Do you work proactively in a calm, alert and focused way at work only to find that when you get home it’s a different matter? When we are not in charge at home it drains our energy and affects our ability to function well in both places. I know how this feels – before I had kids I worked as a lawyer in an office, and when I asked people to do things they would do it – without argument!
That all changed when I had a baby and an impulsive and gorgeous pre-schooler.
It was learning parenting skills that helped me to understand how good leaders use their energy. They set things up to go well, rather than reacting when it doesn’t. I found ways to be a calm, alert and focused leader at home and now I work with others to do the same.
What do you notice about how you feel at work and how you feel at home? If I was a fly on the wall at your place, what would I see? Would I see you being a leader? Whether you are a parent or not, there are things that a good leader does to keep things going smoothly at work and at home:
We are the leader
As adults the quality of the relationships we have with others depends on our communication skills and our perspective-taking ability. This applies no matter the age of the person we are in a relationship with. It’s even more important to take the lead with our children, who have immature brains.
Leaders build strong teams by increasing awareness of the things they pay attention to. This requires a deliberate change in what we typically do at home. Parents tend to spend energy focusing on all the things our children can’t do. We don’t just do it with our kids, we do it with other adults too. It’s such an ingrained habit that we can find ourselves repeatedly asking our partner to do things like unload the dishwasher, and when they don’t we feel resentful. If our default position sounds like this:
“You always leave clothes lying around” or “You never put the bins out” we are leaning towards this negative habit.
When we do this too much it causes disconnection and weakens the team.
Parents tell me all the time “I would say good things if I could find anything good to say.” I’m going to challenge you to look harder. There are things that are going well. Turn it around and find ways to build connection.
When was the last time you said this?
“I like the way you helped me carry in the shopping bags without me asking you, that was so helpful.”
or
“I loved the way you took out the rubbish without moaning.”
Maybe you think I just don’t have time to do this. I am a busy person running my business and people just have to do it. The problem is that when we keep on doing it the way we have always done it, we are going to get the same results. It’s not only ineffective, it drains us and we won’t have as much energy for work either.

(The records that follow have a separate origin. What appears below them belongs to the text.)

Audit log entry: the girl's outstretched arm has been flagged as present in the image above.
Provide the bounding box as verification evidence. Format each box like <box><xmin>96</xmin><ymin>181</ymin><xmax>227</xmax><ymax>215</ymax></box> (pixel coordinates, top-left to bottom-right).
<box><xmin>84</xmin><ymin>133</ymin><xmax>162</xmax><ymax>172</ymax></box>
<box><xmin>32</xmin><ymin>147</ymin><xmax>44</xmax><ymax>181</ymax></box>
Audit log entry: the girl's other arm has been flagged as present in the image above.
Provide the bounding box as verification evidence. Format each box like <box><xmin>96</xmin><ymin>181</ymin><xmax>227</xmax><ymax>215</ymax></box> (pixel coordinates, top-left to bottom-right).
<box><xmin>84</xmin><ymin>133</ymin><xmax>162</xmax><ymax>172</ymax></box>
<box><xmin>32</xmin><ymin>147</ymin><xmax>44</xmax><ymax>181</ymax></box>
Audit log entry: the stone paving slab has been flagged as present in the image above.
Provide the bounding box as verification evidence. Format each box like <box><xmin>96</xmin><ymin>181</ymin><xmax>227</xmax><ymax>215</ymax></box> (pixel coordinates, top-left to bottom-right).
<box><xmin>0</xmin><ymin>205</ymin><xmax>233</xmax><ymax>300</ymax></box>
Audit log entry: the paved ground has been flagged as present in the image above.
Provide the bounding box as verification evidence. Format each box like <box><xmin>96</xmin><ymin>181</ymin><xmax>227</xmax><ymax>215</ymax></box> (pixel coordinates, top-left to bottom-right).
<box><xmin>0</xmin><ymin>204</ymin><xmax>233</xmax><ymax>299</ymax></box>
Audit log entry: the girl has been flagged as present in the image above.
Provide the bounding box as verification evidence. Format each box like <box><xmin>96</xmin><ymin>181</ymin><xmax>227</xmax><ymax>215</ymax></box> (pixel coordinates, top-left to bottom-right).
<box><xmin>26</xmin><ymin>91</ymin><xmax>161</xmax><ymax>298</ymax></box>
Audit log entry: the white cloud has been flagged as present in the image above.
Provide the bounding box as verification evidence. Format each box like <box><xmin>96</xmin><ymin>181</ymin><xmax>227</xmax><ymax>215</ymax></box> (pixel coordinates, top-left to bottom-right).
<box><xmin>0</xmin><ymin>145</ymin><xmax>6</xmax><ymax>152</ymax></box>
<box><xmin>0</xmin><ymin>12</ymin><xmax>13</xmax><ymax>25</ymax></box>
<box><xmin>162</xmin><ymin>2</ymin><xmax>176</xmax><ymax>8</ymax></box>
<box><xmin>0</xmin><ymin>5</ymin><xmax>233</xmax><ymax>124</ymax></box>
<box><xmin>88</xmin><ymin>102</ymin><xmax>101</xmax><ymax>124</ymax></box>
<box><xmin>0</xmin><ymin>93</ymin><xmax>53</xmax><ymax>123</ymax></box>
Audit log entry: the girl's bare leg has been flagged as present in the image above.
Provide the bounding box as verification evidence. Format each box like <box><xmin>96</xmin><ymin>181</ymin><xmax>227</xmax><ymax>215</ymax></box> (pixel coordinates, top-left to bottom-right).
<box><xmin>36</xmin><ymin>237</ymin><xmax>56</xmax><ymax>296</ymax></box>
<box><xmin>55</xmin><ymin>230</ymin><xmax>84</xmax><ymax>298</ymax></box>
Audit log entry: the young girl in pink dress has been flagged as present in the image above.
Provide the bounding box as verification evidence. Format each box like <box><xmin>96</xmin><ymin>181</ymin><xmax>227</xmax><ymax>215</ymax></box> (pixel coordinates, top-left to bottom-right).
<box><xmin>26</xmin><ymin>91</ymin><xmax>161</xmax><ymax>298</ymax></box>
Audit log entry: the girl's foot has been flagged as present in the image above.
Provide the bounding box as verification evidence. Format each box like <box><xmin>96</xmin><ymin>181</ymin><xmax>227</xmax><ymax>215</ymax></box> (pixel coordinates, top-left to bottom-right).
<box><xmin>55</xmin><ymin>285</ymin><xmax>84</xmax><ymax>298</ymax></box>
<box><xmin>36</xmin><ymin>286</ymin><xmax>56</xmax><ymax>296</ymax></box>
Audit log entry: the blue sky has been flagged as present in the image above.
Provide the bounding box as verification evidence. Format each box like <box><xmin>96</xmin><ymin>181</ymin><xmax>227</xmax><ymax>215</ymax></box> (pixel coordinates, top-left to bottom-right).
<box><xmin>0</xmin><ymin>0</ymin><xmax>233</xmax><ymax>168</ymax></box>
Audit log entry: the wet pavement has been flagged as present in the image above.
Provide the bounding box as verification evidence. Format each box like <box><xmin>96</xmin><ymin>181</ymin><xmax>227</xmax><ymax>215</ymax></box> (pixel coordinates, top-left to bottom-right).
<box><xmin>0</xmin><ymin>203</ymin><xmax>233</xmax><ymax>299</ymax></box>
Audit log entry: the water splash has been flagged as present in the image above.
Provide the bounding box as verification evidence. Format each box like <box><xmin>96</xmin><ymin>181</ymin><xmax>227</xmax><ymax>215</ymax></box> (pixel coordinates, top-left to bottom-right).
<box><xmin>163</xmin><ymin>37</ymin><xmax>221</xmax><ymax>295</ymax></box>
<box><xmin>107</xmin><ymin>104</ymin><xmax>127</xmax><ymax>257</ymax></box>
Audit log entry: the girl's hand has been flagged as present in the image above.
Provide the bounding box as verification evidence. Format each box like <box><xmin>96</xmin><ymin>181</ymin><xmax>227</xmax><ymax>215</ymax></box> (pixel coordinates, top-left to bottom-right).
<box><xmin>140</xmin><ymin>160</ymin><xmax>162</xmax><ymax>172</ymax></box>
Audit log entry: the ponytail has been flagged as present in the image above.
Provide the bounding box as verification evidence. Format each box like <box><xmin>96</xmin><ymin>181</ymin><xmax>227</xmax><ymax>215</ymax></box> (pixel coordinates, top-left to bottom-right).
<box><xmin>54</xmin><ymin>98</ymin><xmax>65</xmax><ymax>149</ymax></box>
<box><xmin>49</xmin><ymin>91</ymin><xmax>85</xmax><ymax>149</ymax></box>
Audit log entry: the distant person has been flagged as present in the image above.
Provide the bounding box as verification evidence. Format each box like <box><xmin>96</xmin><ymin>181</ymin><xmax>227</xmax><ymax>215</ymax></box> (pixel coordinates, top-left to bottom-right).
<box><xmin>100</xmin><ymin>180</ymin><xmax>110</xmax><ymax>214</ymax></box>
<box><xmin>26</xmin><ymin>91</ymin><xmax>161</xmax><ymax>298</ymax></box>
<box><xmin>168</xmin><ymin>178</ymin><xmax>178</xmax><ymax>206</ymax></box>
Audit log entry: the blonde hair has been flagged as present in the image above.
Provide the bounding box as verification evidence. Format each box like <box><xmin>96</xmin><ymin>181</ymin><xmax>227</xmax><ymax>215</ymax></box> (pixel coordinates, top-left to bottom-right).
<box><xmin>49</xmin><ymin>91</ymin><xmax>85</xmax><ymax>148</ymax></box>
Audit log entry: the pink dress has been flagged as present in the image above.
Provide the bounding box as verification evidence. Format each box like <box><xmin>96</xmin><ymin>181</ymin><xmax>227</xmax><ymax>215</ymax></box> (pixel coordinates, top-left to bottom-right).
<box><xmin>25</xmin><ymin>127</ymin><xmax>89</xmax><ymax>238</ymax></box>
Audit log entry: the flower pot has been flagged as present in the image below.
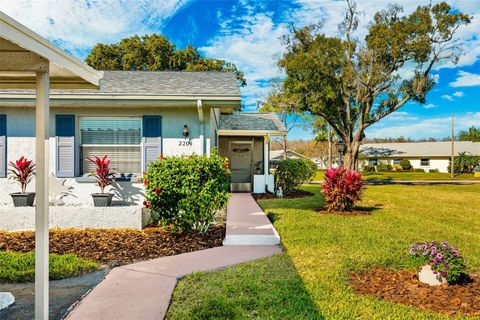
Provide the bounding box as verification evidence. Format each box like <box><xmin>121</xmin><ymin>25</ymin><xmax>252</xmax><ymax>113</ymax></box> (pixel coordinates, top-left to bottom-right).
<box><xmin>418</xmin><ymin>265</ymin><xmax>447</xmax><ymax>286</ymax></box>
<box><xmin>10</xmin><ymin>192</ymin><xmax>35</xmax><ymax>207</ymax></box>
<box><xmin>92</xmin><ymin>193</ymin><xmax>113</xmax><ymax>207</ymax></box>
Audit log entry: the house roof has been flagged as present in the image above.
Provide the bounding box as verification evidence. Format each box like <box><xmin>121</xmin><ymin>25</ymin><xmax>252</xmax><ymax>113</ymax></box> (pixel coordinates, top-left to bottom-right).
<box><xmin>360</xmin><ymin>141</ymin><xmax>480</xmax><ymax>158</ymax></box>
<box><xmin>0</xmin><ymin>12</ymin><xmax>102</xmax><ymax>89</ymax></box>
<box><xmin>0</xmin><ymin>71</ymin><xmax>240</xmax><ymax>97</ymax></box>
<box><xmin>270</xmin><ymin>150</ymin><xmax>310</xmax><ymax>160</ymax></box>
<box><xmin>218</xmin><ymin>112</ymin><xmax>286</xmax><ymax>135</ymax></box>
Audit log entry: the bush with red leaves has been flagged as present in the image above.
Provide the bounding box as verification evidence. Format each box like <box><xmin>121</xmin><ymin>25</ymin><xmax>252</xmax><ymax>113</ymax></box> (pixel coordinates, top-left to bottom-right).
<box><xmin>322</xmin><ymin>167</ymin><xmax>363</xmax><ymax>212</ymax></box>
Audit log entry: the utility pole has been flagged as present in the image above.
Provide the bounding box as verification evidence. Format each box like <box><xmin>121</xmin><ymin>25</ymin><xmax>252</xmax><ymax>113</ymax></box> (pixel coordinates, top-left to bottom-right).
<box><xmin>450</xmin><ymin>112</ymin><xmax>455</xmax><ymax>178</ymax></box>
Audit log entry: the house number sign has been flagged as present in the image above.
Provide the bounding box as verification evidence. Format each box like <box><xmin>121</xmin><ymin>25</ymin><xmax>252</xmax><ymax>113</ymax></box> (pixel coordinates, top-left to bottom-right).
<box><xmin>178</xmin><ymin>139</ymin><xmax>192</xmax><ymax>147</ymax></box>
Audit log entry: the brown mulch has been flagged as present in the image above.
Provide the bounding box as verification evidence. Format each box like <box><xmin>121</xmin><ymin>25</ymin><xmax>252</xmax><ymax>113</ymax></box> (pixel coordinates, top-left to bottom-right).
<box><xmin>252</xmin><ymin>190</ymin><xmax>313</xmax><ymax>200</ymax></box>
<box><xmin>350</xmin><ymin>268</ymin><xmax>480</xmax><ymax>315</ymax></box>
<box><xmin>317</xmin><ymin>209</ymin><xmax>372</xmax><ymax>216</ymax></box>
<box><xmin>0</xmin><ymin>226</ymin><xmax>225</xmax><ymax>266</ymax></box>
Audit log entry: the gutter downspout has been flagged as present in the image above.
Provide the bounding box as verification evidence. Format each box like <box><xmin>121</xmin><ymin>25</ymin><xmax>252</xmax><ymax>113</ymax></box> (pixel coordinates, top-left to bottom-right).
<box><xmin>263</xmin><ymin>133</ymin><xmax>270</xmax><ymax>192</ymax></box>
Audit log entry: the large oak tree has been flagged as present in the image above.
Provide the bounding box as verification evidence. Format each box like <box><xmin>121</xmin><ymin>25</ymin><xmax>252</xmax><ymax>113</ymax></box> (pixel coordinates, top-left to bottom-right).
<box><xmin>278</xmin><ymin>0</ymin><xmax>470</xmax><ymax>169</ymax></box>
<box><xmin>85</xmin><ymin>33</ymin><xmax>246</xmax><ymax>86</ymax></box>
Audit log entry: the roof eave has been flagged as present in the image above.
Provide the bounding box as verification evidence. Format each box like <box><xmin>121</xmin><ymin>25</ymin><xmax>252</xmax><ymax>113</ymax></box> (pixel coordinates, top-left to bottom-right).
<box><xmin>0</xmin><ymin>11</ymin><xmax>103</xmax><ymax>87</ymax></box>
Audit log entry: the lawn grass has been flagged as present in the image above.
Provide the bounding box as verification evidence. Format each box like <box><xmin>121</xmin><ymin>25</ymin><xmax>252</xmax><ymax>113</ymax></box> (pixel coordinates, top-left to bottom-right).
<box><xmin>168</xmin><ymin>185</ymin><xmax>480</xmax><ymax>319</ymax></box>
<box><xmin>312</xmin><ymin>170</ymin><xmax>480</xmax><ymax>181</ymax></box>
<box><xmin>0</xmin><ymin>251</ymin><xmax>98</xmax><ymax>283</ymax></box>
<box><xmin>363</xmin><ymin>171</ymin><xmax>480</xmax><ymax>181</ymax></box>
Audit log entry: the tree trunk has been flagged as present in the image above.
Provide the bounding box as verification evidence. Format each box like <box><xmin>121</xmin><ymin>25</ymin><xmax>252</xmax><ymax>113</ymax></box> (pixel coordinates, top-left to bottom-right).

Research on negative and positive interactions in relationships by John Gottman from the Gottman Institute shows that in order to feel good and be motivated, we need to hear five positives to each negative comment. This is known as the Magic Ratio. Outside of conflict discussions, successful couples had an even higher positive-to-negative ratio—20:1. Having a ratio below 5:1 within conflict became one of the many potential divorce indicators found in the Gottman research. So, when it comes to helping things go more smoothly at home can we afford NOT to pay attention to what is going well?
The choice to pay attention to what we want to see more of is a deliberate one. The more we pay attention to what is going well the more cooperation we will get and the stronger our team will be.